The current IDSA and ATS guidelines recommend obtaining blood cultures from all CAP patients admitted to the hospital.12,13 However, the cost associated with blood cultures has prompted consideration of strategies to limit their use to patients who are more likely to benefit. One suggestion has been to perform blood cultures only on patients in PSI class IV or V.6
An alternative suggestion is to obtain only 1 blood culture from patients at low risk for bacteremia.7 The rationale for this strategy is that using 1 instead of 2 blood cultures decreases the sensitivity for bacteremia by only 20%, but decreases the chance of a false-positive result by 50%. Since none of the organisms that contaminate blood cultures cause pneumonia, there is no danger that a contaminant in a single blood culture could mistakenly be identified as the cause of pneumonia.

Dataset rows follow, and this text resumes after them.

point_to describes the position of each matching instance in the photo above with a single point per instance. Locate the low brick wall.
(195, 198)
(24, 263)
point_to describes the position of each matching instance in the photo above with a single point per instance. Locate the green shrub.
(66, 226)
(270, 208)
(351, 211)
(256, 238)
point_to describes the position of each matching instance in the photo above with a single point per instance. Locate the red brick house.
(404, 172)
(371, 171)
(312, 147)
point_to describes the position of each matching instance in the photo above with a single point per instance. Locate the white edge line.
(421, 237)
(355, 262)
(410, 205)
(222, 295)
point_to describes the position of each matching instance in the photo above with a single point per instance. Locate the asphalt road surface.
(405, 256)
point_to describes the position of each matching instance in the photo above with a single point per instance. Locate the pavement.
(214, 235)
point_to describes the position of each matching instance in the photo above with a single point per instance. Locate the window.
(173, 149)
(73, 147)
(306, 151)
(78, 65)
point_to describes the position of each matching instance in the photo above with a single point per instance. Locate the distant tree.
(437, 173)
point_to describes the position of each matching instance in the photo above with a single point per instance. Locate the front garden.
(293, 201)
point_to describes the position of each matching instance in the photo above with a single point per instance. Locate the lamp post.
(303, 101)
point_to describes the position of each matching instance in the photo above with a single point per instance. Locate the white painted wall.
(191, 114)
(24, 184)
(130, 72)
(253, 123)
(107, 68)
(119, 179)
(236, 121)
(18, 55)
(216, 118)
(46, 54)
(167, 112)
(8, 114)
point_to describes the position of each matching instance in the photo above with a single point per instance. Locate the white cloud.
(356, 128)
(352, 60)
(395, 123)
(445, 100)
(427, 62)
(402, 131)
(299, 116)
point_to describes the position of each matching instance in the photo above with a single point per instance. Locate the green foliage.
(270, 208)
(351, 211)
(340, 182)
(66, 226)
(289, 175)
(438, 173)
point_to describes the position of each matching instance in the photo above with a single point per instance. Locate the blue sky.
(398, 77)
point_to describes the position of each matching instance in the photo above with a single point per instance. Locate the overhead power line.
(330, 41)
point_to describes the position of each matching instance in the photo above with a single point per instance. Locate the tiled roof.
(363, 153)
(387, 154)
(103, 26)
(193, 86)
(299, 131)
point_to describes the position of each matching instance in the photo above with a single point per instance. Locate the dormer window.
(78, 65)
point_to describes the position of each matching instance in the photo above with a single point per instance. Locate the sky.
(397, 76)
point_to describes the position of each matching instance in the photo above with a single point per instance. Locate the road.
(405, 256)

Recognizing the costs associated with obtaining 2 sets of blood cultures from all hospitalized patients with CAP, the current ATS-IDSA guideline working group is planning to recommend blood cultures only for patients with severe CAP. It is, therefore, unlikely that the Centers for Medicare & Medicaid Services quality indicator for blood cultures will also change.
Regardless of the method chosen to target higher-risk patients, it is clear that blood cultures are valuable only if physicians appropriately act on the results. Studies have shown that physicians often ignore positive blood culture results and sometimes paradoxically broaden coverage when bacteremia is identified.
In a patient who is clinically improving, a preliminary report of Gram-positive cocci in clus- ters (suggestive of Staphylococcus species) should not prompt a switch to vancomycin, because it probably represents contamination with nonpathogenic coagulase-negative staphylococci. Similarly, the finding of S pneumoniae often allows narrower antibiotic coverage.
Recommendations regarding the use of microbiologic testing in patients admitted to the hospital with CAP are in flux (Table 3). There is currently greater appreciation for the costs of the indiscriminate use of blood cultures, which has prompted recommendations that blood cultures be performed preferentially in high-risk patients. The use of sputum studies remains controversial, but most experts agree that such studies should be done in patients at high risk for infection with unusual or resistant organisms (Table 4). For all cultures, the optimal benefits can be realized only when specimens are obtained before antibiotic therapy is initiated and when the results of cultures are appropriately acted on.